Spark for Change

Inspiration

During the opening ceremonies, we were surprised to hear about the large amount of philanthropy that the various corporate sponsors participate in. We began to think about how to make these donations more visible to inspire people to follow suit. This led us to the idea of gamifying personal philanthropy, using companies' contributions as rewards.

What it does

Our app, Spark for Change, is targeted for philanthropic-minded individuals who want their donations and service hours to go farther. When users donate money to charities through the app or volunteer at charities (verified through a special SparkQR), they receive an in-game currency, Sparks. Once you accumulate Sparks, you can choose a charity to support. Companies can choose to sponsor many charities.

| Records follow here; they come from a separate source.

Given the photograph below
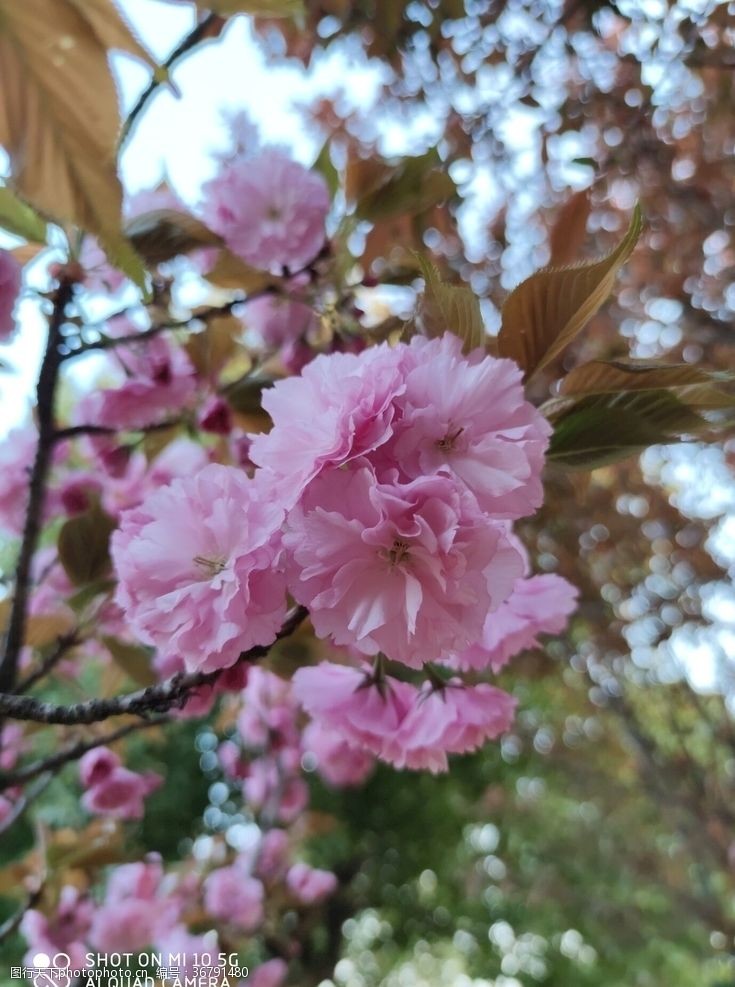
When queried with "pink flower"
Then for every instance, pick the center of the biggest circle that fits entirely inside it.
(271, 788)
(179, 942)
(310, 885)
(216, 417)
(161, 381)
(468, 416)
(269, 711)
(341, 407)
(407, 569)
(232, 896)
(453, 719)
(538, 605)
(343, 700)
(270, 974)
(338, 762)
(279, 321)
(11, 276)
(269, 210)
(113, 790)
(124, 925)
(66, 932)
(198, 567)
(17, 451)
(96, 766)
(272, 854)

The sponsoring company for that charity at the time will donate a proportionate amount of money on your behalf to the charity, up to a company-set max.

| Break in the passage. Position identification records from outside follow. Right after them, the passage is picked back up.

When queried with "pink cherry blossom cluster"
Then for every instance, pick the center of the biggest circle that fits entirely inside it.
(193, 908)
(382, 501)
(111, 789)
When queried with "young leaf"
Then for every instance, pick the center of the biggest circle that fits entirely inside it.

Users can form groups to track their progress as a group. For example, fraternities may wish to compete against each other, and an actual competition mechanism is in the future for the app.

Companies want to use Spark for Change because it allows them to get good PR / exposure as good corporate citizens. Furthermore, when companies have fundraising sprints, they can have coupons or freebies as rewards for the top users who contribute to their goals. In the future, we'd like the company-facing portal to also be able to do donation matching for employees at a better rate (than it is for the general public). A lot of employers already match donations from employees, so we would be centralizing both of these matching mechanisms for convenience.

Spark for Change also has a charity-facing app, which allows the charities to post events and reach charitable people in their area. In addition, there is a SparkQR functionality that allows the charity to scan users' unique QR codes and add their hours, making registration easy and service hours securely verified.

How we built it

We built it with Android Studio and Java.

Challenges we ran into

We struggled with developing an idea that we all believed in as we considered various use cases.

Accomplishments that we're proud of

We spent time on the user interface to make it consistent and follow the branding that we created to tell our story. Furthermore, we were able to work as a team, separate the responsibilites, and communicate in order to create a product we are proud of.

What we learned

We gained more experience with list adapters and organizing UI elements with these list adapters.

What's next for Spark For Change

We created the user-facing app for this project, but the company-facing and charity-facing applications still need to be developed and integrated into our app ecosystem.

The competition aspect between and within groups needs to be fleshed out, with explicit sprints defined including goals and target charity.

We would need to get some number of companies and charities manually onboarded in order to have an incentive to use the platform for users.

Finally, in terms of technology, we built the current app on Android as a proof of concept but also plan to port it to iOS, and it would be ideal to also have it integrated in a website.